Bellemare vote CAQ

L'ex-ministre de la Justice veut voir Duchesneau à l'Assemblée

Première publication 29 août 2012 à 22h57
L'ex-ministre de la Justice veut voir Duchesneau à l'Assemblée
Crédit photo : archives Agence QMI
Par Geneviève Lajoie | Agence QMI

Jacques Duchesneau est la personne tout indiquée pour éliminer la corruption, estime Marc Bellemare, qui prie le chef de la Coalition avenir Québec (CAQ), François Legault, de se prémunir rapidement contre l'influence des «parasites» que sont les collecteurs de fonds.

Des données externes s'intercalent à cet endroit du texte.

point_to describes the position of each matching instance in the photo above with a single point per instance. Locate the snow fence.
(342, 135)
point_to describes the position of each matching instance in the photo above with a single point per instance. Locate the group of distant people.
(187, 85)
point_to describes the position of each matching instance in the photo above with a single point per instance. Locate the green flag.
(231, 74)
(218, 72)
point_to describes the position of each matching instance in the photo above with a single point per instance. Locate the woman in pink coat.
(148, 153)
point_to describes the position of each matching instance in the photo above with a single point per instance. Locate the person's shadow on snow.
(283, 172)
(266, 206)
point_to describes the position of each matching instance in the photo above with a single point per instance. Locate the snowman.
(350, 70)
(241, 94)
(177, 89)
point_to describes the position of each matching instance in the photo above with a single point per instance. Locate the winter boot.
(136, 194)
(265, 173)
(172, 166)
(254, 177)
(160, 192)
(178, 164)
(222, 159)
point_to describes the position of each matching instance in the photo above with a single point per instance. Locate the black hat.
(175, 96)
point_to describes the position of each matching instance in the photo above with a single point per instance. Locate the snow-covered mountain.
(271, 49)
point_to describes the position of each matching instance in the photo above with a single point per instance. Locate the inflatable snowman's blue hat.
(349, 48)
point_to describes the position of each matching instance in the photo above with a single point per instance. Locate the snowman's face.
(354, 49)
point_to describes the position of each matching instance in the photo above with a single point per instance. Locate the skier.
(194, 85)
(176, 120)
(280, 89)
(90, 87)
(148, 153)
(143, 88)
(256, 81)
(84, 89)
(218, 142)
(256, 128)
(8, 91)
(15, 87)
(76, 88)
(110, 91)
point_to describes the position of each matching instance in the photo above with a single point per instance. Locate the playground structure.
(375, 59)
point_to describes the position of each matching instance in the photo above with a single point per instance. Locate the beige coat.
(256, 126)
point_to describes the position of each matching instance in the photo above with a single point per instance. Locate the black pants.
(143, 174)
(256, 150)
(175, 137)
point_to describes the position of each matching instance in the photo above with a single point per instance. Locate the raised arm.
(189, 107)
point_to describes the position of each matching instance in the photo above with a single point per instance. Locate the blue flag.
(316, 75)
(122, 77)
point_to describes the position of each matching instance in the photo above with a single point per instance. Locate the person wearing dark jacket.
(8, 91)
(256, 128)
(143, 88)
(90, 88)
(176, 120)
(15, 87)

L'ex-ministre de la Justice ne s'en cache pas: il a voté pour le candidat caquiste de sa circonscription. «Je vais voter pour la CAQ dans mon comté», disait-il quelques jours avant le vote par anticipation.

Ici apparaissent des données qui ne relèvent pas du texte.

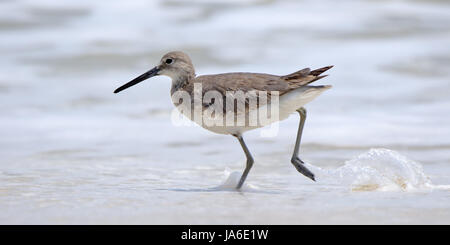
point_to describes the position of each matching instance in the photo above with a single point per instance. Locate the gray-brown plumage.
(294, 91)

M. Bellemare dit avoir eu «un frisson» en lisant la lettre publiée dans Le Soleil du militant libéral de longue date Jean-Paul Boily. L'ex-organisateur et collecteur de fonds a exhorté les habituels partisans libéraux à voter pour la Coalition Avenir Québec, il y a quelques jours.

Ayant soutenu avoir subi des pressions d'argentiers du Parti libéral du Québec pour la nomination de juges lorsqu'il était dans le gouvernement de Jean Charest - allégations qui ont donné naissance à la commission Bastarache - il tient à mettre en garde le chef caquiste François Legault.

«Ils cherchent l'argent»

«Ces gars-là n'ont pas de parti: ils cherchent les faveurs, l'argent, a-t-il dit au Journal de Québec, au cours d'un entretien qu'il a lui-même sollicité. Plus ça sent le pouvoir, plus ils rôdent autour des politiciens.»

M. Bellemare invite le chef caquiste à se prémunir contre les argentiers s'il veut réellement représenter le changement et, surtout, l'intégrité. «La virginité en politique, c'est une grande vertu. Il doit prendre ses distances dès maintenant de ces parasites. Il faut que François Legault adopte un code d'éthique pour les collecteurs de fonds», insiste-t-il.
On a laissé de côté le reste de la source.